Metronidazole-Loaded Chitosan Nanoparticles with Antimicrobial Activity Against Clostridium perfringens

Abstract

Background/Objectives: Even with improvements in surgical techniques and the application of appropriate antibiotic prophylaxis, wound infections are still major public health problems in low- and middle-income countries. This study proposes the design of new particulate polymeric matrices based on chitosan (CS) for the controlled release of Metronidazole (MTZ), in order for it to be used for the treatment of Clostridium perfringens infections. Methods: The nanoparticles were prepared via inverse emulsion using tannic acid (TA) and sodium tripolyphosphate (TPP) as cross-linking agents. The ratio of CS to TPP, the concentration of CS solution, and the ratio of CS to TA were varied to optimize the synthesis procedure. Nanoparticles have been characterized based on several points of view in order to correctly correlate their properties with synthesis parameters.
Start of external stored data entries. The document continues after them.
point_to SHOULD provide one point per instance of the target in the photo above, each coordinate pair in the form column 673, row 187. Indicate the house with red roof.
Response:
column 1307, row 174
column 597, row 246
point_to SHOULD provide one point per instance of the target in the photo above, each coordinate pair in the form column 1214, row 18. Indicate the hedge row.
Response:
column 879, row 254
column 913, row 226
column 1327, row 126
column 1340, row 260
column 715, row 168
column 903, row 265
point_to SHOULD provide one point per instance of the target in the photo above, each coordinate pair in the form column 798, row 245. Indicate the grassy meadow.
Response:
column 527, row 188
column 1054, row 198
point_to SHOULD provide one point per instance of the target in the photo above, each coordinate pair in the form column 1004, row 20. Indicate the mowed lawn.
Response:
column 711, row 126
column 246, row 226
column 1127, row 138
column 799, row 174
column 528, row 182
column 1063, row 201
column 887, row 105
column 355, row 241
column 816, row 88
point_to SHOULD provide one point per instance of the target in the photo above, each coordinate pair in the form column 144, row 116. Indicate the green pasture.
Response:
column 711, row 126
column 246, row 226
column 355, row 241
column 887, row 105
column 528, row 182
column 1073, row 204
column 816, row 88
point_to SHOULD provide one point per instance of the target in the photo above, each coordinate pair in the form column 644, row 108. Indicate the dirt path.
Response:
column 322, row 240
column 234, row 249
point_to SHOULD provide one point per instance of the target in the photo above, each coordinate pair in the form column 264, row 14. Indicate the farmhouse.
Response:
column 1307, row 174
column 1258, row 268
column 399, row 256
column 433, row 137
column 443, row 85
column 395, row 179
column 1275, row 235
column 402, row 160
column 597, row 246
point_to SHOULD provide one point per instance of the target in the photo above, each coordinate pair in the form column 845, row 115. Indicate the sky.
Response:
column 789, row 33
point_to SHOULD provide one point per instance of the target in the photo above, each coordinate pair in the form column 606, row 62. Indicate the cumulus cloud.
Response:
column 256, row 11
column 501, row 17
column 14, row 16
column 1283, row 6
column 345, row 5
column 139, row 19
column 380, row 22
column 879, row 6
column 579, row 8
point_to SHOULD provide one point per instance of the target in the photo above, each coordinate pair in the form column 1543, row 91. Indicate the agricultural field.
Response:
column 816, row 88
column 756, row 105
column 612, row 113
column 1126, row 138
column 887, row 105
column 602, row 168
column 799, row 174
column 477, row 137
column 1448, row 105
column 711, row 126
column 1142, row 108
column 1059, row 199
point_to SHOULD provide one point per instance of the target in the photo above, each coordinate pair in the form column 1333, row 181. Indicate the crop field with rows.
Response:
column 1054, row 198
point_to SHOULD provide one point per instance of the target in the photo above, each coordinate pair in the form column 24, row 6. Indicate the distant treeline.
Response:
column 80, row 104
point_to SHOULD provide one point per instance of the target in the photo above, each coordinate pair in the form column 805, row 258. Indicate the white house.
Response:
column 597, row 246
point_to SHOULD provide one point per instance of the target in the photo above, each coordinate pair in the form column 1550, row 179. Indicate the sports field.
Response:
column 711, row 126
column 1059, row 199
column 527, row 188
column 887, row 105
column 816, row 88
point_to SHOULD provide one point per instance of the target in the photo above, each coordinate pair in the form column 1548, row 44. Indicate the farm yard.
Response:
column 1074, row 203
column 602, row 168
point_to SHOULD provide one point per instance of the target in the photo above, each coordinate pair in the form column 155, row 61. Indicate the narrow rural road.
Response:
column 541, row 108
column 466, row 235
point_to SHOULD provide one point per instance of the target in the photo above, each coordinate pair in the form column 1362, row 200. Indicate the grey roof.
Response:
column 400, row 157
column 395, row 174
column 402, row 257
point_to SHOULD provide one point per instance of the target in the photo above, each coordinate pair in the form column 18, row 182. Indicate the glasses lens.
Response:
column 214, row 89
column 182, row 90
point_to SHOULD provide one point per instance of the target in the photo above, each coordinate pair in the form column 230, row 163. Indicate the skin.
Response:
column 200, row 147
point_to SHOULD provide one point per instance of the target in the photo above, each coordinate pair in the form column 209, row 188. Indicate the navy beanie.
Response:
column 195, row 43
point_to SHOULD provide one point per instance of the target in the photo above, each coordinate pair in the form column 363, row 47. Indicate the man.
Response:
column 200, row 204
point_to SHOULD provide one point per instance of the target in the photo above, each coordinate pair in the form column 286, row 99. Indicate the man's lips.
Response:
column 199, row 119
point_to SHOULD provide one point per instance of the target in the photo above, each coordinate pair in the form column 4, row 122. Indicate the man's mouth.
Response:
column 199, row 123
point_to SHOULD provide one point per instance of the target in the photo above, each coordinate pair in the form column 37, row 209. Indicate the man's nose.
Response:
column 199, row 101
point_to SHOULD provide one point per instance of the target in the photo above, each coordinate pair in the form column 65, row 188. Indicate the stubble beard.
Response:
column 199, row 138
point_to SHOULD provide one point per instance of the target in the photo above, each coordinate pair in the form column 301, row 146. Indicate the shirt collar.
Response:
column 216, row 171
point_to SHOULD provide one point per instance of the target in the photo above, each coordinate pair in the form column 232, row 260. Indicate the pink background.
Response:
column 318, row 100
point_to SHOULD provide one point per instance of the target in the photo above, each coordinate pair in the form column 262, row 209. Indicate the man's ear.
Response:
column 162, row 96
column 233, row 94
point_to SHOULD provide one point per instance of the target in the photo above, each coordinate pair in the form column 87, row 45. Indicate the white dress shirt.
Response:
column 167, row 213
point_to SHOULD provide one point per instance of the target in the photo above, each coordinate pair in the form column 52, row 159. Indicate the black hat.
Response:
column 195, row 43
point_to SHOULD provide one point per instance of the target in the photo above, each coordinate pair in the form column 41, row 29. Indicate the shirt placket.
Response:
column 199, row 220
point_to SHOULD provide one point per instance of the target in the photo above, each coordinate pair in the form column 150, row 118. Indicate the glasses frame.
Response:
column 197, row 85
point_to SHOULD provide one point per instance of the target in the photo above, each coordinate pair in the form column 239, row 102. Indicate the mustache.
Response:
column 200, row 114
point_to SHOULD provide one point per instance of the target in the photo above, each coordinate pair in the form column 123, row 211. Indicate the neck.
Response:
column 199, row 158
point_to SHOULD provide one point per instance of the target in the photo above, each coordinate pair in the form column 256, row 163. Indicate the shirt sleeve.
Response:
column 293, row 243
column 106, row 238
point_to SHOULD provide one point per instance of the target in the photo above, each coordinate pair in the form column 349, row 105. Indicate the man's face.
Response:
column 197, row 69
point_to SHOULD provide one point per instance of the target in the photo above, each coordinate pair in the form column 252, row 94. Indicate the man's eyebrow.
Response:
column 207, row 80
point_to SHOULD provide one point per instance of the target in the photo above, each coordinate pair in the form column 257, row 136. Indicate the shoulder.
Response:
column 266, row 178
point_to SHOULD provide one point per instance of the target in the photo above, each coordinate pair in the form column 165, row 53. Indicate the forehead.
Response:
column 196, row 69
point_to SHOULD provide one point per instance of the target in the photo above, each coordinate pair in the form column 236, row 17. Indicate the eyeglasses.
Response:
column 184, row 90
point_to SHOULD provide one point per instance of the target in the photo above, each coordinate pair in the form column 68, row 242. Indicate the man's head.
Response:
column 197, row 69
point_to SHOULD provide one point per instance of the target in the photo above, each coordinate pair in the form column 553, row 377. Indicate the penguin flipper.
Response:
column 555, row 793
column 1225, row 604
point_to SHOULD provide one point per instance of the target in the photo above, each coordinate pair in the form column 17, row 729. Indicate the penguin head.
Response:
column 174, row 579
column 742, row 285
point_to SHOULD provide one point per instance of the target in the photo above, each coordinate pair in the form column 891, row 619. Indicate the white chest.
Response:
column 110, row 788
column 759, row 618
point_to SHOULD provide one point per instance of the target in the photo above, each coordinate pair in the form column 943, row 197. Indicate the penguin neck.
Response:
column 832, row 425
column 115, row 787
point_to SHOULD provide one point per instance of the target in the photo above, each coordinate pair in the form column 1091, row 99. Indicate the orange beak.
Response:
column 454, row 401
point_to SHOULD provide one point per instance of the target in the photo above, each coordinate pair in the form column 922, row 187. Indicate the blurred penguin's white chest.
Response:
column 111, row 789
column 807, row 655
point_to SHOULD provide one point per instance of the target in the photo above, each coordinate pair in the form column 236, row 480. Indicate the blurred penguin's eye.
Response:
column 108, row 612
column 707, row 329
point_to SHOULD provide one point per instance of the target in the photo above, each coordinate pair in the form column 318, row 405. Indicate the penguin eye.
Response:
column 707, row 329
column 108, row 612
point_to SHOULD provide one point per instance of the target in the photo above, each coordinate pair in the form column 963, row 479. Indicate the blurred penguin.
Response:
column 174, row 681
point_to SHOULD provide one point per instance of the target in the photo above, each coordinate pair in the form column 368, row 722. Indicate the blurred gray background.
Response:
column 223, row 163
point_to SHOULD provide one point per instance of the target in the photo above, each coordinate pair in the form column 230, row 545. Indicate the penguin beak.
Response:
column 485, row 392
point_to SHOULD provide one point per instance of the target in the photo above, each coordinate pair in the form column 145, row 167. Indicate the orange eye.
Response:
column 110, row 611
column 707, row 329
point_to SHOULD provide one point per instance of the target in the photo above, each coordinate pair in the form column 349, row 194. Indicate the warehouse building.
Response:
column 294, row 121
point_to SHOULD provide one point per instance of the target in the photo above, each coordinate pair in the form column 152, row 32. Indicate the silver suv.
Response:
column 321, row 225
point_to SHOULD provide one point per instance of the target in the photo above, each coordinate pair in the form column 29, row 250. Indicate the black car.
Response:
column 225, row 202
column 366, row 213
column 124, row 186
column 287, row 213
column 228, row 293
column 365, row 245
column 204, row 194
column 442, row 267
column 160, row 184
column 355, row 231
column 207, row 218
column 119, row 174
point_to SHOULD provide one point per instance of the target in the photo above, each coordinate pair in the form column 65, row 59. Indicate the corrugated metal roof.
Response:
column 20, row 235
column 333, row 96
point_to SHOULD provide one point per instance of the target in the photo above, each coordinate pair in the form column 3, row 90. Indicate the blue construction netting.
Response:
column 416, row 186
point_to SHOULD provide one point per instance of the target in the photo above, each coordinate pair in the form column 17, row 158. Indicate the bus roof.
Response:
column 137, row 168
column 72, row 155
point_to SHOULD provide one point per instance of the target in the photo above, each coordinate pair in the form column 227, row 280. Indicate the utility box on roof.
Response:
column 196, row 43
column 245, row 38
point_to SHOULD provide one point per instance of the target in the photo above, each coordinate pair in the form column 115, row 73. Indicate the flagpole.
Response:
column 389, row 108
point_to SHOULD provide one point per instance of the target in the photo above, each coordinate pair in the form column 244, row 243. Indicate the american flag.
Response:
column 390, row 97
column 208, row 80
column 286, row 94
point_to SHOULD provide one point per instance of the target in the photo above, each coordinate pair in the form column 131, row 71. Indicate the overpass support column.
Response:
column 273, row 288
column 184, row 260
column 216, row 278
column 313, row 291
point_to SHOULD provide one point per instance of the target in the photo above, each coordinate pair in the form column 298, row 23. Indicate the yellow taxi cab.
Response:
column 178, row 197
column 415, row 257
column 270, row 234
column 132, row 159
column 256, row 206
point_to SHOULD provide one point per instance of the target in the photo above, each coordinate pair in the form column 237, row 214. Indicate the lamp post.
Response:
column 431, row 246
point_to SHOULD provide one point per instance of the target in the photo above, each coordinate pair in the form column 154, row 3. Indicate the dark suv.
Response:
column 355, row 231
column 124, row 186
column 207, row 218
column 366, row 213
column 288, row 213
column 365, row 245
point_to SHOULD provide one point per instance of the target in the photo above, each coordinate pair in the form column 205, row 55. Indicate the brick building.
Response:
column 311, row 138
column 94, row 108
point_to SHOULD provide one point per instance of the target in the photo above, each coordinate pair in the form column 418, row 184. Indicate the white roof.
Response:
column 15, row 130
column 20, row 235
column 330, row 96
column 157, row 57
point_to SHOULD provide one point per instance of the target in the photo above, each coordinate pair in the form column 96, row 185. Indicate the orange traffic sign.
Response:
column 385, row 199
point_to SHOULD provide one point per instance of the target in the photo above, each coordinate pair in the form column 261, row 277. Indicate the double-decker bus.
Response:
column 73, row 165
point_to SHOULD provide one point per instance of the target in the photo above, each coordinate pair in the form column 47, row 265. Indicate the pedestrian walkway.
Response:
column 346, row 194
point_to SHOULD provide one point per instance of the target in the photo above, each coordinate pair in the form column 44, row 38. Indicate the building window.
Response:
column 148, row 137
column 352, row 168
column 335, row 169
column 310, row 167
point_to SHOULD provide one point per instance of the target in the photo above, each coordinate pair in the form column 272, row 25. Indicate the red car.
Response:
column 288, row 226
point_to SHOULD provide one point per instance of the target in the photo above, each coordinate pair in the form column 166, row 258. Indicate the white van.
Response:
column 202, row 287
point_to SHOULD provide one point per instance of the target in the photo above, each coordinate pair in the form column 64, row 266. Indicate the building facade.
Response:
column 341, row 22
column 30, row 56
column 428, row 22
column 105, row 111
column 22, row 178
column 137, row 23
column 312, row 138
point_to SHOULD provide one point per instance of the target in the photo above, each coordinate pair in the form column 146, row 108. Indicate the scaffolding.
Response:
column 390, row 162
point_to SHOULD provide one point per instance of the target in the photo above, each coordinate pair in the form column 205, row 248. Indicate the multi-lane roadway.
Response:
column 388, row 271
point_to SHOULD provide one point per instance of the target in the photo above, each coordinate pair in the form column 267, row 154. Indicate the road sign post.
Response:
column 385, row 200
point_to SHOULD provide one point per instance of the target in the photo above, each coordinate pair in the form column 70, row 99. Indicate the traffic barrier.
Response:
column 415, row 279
Results: The FTIR spectra of the analyzed nanoparticles confirmed both the formation of hydrogen bonds between CS and TA and the ionic cross-linking of CS with TPP. The average diameters of the nanoparticles ranged from 70 to 170 nm, whereas the zeta potential values were around 8 mV. Their swelling degree in a weak basic environment, as well as the drug loading/release capacity was influenced, as expected, by the synthesis parameters. The obtained nanoparticles were tested in vitro to evaluate their behavior in the blood environment, the cytotoxic effect, and the antimicrobial activity of nanoparticles loaded with MTZ against Clostridium perfringens cultures. Conclusions: The in vitro obtained results demonstrate that these non-hemolytic and non-cytotoxic particles can be efficient drug delivery systems for the treatment of Clostridium perfringens in wound infections.